あっと言う間に開始のコングがなり、相手がすごい勢いで襲いかかってきた。
きた! 始まった!
すぐに迎え討とうとしたが、体が動かない。緊張、恐怖。逃げようにもカウンターを出そうにも、手も足も動かないのだ。
ボグッ!
スパーリングでは貰わないような大振りのパンチをいきなり貰った。
重い衝撃。広がる鉄の匂い。
手を出せ! 反撃だ!
必死に脳に喝を入れて、無我夢中で拳を繰り出す。
一年ちょっと血をにじませながら、練習してきた僕の右ストレート……
それは、猛攻してきてる相手の顔の近くをサスッとかすめた。
当たり前だ。焦りからか基本の形も崩れた、練習してきたとは思えない不格好なパンチだ。そんなものが当たるわけもない。金髪坊主に反撃を繰り出して、顔にペチンとなったあのときとほとんど変わってない。ペチンから、サスッになっただけだ。

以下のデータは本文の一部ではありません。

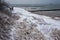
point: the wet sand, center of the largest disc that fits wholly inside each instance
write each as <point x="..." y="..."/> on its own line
<point x="47" y="13"/>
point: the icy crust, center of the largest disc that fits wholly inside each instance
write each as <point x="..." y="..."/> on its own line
<point x="31" y="26"/>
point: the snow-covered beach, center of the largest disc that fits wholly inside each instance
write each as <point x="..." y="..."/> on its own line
<point x="31" y="26"/>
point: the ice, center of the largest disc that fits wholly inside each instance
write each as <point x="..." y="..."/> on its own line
<point x="44" y="24"/>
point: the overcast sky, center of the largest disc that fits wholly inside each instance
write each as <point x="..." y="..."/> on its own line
<point x="34" y="1"/>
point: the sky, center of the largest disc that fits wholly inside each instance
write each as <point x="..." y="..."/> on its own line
<point x="34" y="1"/>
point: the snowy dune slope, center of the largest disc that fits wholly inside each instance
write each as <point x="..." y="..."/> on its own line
<point x="42" y="23"/>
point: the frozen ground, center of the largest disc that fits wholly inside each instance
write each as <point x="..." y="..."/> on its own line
<point x="31" y="26"/>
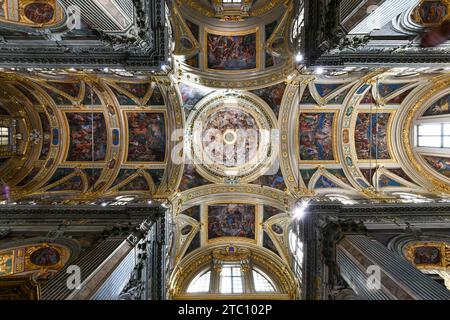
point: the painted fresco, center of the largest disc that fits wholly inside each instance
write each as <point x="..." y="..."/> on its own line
<point x="156" y="98"/>
<point x="307" y="98"/>
<point x="93" y="175"/>
<point x="88" y="136"/>
<point x="274" y="181"/>
<point x="368" y="98"/>
<point x="273" y="61"/>
<point x="147" y="137"/>
<point x="123" y="175"/>
<point x="193" y="61"/>
<point x="2" y="9"/>
<point x="386" y="89"/>
<point x="399" y="98"/>
<point x="401" y="173"/>
<point x="385" y="181"/>
<point x="137" y="89"/>
<point x="45" y="257"/>
<point x="231" y="220"/>
<point x="191" y="178"/>
<point x="430" y="13"/>
<point x="324" y="89"/>
<point x="324" y="183"/>
<point x="339" y="98"/>
<point x="58" y="99"/>
<point x="315" y="136"/>
<point x="231" y="52"/>
<point x="75" y="183"/>
<point x="427" y="255"/>
<point x="59" y="174"/>
<point x="441" y="107"/>
<point x="6" y="263"/>
<point x="70" y="88"/>
<point x="195" y="244"/>
<point x="27" y="93"/>
<point x="246" y="142"/>
<point x="191" y="95"/>
<point x="340" y="174"/>
<point x="137" y="184"/>
<point x="307" y="175"/>
<point x="368" y="174"/>
<point x="186" y="230"/>
<point x="46" y="136"/>
<point x="123" y="99"/>
<point x="440" y="164"/>
<point x="272" y="96"/>
<point x="194" y="28"/>
<point x="157" y="175"/>
<point x="268" y="243"/>
<point x="193" y="212"/>
<point x="39" y="13"/>
<point x="29" y="177"/>
<point x="371" y="136"/>
<point x="269" y="212"/>
<point x="91" y="97"/>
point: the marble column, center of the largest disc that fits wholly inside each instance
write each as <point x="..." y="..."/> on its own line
<point x="376" y="273"/>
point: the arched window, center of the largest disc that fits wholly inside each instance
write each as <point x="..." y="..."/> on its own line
<point x="4" y="136"/>
<point x="411" y="198"/>
<point x="201" y="283"/>
<point x="433" y="135"/>
<point x="341" y="199"/>
<point x="262" y="282"/>
<point x="232" y="280"/>
<point x="296" y="246"/>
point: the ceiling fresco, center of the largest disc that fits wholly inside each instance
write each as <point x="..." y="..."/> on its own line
<point x="229" y="137"/>
<point x="82" y="150"/>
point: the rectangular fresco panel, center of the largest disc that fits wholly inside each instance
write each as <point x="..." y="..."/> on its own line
<point x="371" y="136"/>
<point x="441" y="107"/>
<point x="147" y="137"/>
<point x="315" y="136"/>
<point x="6" y="263"/>
<point x="440" y="164"/>
<point x="427" y="255"/>
<point x="228" y="52"/>
<point x="231" y="220"/>
<point x="88" y="136"/>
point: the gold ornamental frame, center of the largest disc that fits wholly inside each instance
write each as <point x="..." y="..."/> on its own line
<point x="255" y="31"/>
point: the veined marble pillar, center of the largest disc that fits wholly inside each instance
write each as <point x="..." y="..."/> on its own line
<point x="360" y="259"/>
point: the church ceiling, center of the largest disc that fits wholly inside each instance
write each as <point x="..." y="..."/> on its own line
<point x="229" y="136"/>
<point x="122" y="34"/>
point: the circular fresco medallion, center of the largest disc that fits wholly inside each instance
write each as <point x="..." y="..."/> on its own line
<point x="39" y="13"/>
<point x="277" y="229"/>
<point x="46" y="256"/>
<point x="186" y="230"/>
<point x="230" y="137"/>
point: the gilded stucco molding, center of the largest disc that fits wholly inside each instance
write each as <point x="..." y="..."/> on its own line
<point x="434" y="87"/>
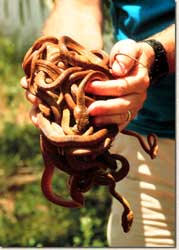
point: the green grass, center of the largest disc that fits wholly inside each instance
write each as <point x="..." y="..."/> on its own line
<point x="27" y="219"/>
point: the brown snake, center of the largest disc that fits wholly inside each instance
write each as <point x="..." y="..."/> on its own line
<point x="57" y="71"/>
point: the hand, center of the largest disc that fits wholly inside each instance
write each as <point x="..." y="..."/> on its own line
<point x="33" y="99"/>
<point x="130" y="62"/>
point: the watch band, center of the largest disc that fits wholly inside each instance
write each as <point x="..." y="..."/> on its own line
<point x="160" y="66"/>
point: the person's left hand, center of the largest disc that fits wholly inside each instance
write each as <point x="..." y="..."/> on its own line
<point x="130" y="63"/>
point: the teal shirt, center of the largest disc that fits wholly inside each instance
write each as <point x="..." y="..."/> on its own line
<point x="138" y="20"/>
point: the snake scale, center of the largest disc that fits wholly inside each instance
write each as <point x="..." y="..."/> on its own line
<point x="57" y="71"/>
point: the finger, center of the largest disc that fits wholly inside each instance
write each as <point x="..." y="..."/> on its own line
<point x="23" y="82"/>
<point x="32" y="98"/>
<point x="136" y="82"/>
<point x="33" y="115"/>
<point x="110" y="119"/>
<point x="122" y="119"/>
<point x="116" y="105"/>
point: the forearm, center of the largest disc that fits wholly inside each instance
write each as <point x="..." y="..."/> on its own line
<point x="80" y="19"/>
<point x="167" y="39"/>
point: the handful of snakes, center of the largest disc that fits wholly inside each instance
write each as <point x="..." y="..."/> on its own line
<point x="57" y="71"/>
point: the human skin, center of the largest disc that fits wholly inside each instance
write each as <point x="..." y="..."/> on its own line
<point x="130" y="61"/>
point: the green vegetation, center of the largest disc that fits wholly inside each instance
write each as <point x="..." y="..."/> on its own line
<point x="27" y="219"/>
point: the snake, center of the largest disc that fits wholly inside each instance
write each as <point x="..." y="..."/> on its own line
<point x="57" y="72"/>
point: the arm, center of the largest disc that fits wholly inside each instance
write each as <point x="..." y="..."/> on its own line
<point x="79" y="19"/>
<point x="167" y="39"/>
<point x="130" y="64"/>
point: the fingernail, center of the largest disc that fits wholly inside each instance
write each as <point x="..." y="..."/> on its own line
<point x="119" y="68"/>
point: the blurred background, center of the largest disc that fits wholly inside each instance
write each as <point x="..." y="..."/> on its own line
<point x="27" y="219"/>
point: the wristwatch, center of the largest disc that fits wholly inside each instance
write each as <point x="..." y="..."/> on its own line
<point x="160" y="66"/>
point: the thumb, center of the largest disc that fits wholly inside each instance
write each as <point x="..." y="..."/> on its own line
<point x="122" y="57"/>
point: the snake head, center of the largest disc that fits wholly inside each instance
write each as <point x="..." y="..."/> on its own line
<point x="127" y="220"/>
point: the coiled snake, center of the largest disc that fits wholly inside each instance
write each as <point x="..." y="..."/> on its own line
<point x="57" y="71"/>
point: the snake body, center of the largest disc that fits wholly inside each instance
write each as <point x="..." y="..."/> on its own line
<point x="57" y="71"/>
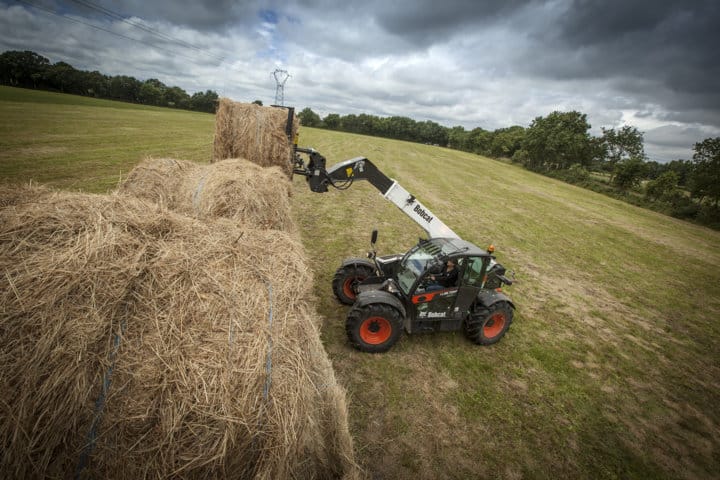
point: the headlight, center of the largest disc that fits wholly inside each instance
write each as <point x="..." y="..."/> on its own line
<point x="390" y="286"/>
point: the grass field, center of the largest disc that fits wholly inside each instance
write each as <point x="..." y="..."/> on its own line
<point x="611" y="368"/>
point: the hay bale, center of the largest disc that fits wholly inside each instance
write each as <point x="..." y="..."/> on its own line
<point x="247" y="130"/>
<point x="134" y="343"/>
<point x="236" y="189"/>
<point x="157" y="180"/>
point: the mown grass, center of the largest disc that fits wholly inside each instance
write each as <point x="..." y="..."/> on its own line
<point x="76" y="142"/>
<point x="610" y="370"/>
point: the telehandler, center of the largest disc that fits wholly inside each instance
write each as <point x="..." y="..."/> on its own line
<point x="392" y="292"/>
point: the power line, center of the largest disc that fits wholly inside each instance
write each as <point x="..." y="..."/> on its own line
<point x="145" y="28"/>
<point x="39" y="7"/>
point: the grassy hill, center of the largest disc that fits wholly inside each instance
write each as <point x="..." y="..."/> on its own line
<point x="611" y="368"/>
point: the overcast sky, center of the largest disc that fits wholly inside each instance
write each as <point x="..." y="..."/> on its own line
<point x="651" y="64"/>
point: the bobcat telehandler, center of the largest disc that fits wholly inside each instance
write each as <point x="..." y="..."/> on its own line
<point x="392" y="292"/>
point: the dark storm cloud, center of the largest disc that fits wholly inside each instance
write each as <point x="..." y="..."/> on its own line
<point x="202" y="15"/>
<point x="432" y="21"/>
<point x="669" y="44"/>
<point x="459" y="62"/>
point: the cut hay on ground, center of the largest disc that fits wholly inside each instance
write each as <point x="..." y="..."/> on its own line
<point x="247" y="130"/>
<point x="235" y="188"/>
<point x="138" y="343"/>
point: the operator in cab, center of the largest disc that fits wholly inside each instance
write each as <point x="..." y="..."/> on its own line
<point x="446" y="279"/>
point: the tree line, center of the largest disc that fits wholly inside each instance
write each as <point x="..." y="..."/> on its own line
<point x="30" y="70"/>
<point x="560" y="145"/>
<point x="557" y="145"/>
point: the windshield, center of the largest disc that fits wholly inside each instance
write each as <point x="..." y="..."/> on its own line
<point x="415" y="263"/>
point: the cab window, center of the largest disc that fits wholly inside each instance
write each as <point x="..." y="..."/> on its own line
<point x="474" y="272"/>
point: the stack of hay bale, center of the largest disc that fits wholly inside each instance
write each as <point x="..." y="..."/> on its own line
<point x="164" y="331"/>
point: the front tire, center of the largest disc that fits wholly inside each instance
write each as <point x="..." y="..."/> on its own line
<point x="486" y="326"/>
<point x="347" y="279"/>
<point x="373" y="328"/>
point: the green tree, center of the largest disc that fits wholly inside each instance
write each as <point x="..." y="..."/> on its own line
<point x="620" y="145"/>
<point x="457" y="138"/>
<point x="479" y="141"/>
<point x="706" y="171"/>
<point x="506" y="141"/>
<point x="628" y="173"/>
<point x="665" y="186"/>
<point x="332" y="121"/>
<point x="309" y="118"/>
<point x="21" y="69"/>
<point x="558" y="141"/>
<point x="176" y="97"/>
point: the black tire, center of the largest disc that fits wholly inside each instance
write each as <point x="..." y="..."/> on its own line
<point x="346" y="280"/>
<point x="373" y="328"/>
<point x="487" y="325"/>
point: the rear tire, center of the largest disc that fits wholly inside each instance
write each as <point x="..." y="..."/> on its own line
<point x="487" y="325"/>
<point x="373" y="328"/>
<point x="347" y="279"/>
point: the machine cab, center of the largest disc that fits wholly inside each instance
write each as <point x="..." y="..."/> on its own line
<point x="438" y="298"/>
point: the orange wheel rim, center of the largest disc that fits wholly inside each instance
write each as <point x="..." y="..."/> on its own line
<point x="494" y="325"/>
<point x="375" y="330"/>
<point x="349" y="284"/>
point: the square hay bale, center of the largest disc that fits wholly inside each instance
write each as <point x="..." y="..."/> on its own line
<point x="138" y="343"/>
<point x="236" y="189"/>
<point x="253" y="132"/>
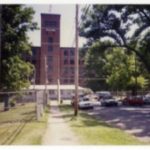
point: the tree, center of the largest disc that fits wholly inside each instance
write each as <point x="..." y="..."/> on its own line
<point x="117" y="22"/>
<point x="16" y="21"/>
<point x="95" y="61"/>
<point x="124" y="72"/>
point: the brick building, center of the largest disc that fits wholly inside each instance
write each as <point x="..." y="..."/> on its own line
<point x="59" y="61"/>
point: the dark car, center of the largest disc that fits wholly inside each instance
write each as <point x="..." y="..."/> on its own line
<point x="108" y="101"/>
<point x="103" y="94"/>
<point x="133" y="100"/>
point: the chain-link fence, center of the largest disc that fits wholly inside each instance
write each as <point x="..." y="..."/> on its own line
<point x="22" y="106"/>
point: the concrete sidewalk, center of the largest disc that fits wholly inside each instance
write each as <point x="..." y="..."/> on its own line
<point x="58" y="132"/>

相手のパンチが再び僕の顔面を捉え、そこからの僕はただ亀のように守りを固めて、嵐が過ぎ去るのを待つだけだった。
ろくに反撃もできず、ただダメージを蓄積して、しまいにはレフェリーにスタンディングダウンという、立ったままダウンという聞いたこともないダウンを取られ、僕はあっけなく負けた。
リングから降りるときは誰の顔も見れなかった。客席にいた谷岡さんがニヤニヤしながら「ビビっとるやんけ」と言ってきたのだけは覚えてる。
僕の一年は完全に打ち砕かれた。何も変われなかった。自分という人間の小ささと無力さに、すぐにでも泣きそうだった。
「お疲れ様です」
会場の外で座り込み、涙を堪えてると竹下君が話しかけてきた。
あまりの恥ずかしさに逃げ出したかったが、僕は無理に笑顔を作って「ボロ負けだよ」と言った。
「まあ、ちょっと緊張してたっすね」
竹下君は気まずそうにそう言った。こんな僕をバカにして笑わない時点で、竹下君は本当に良いヤツだ。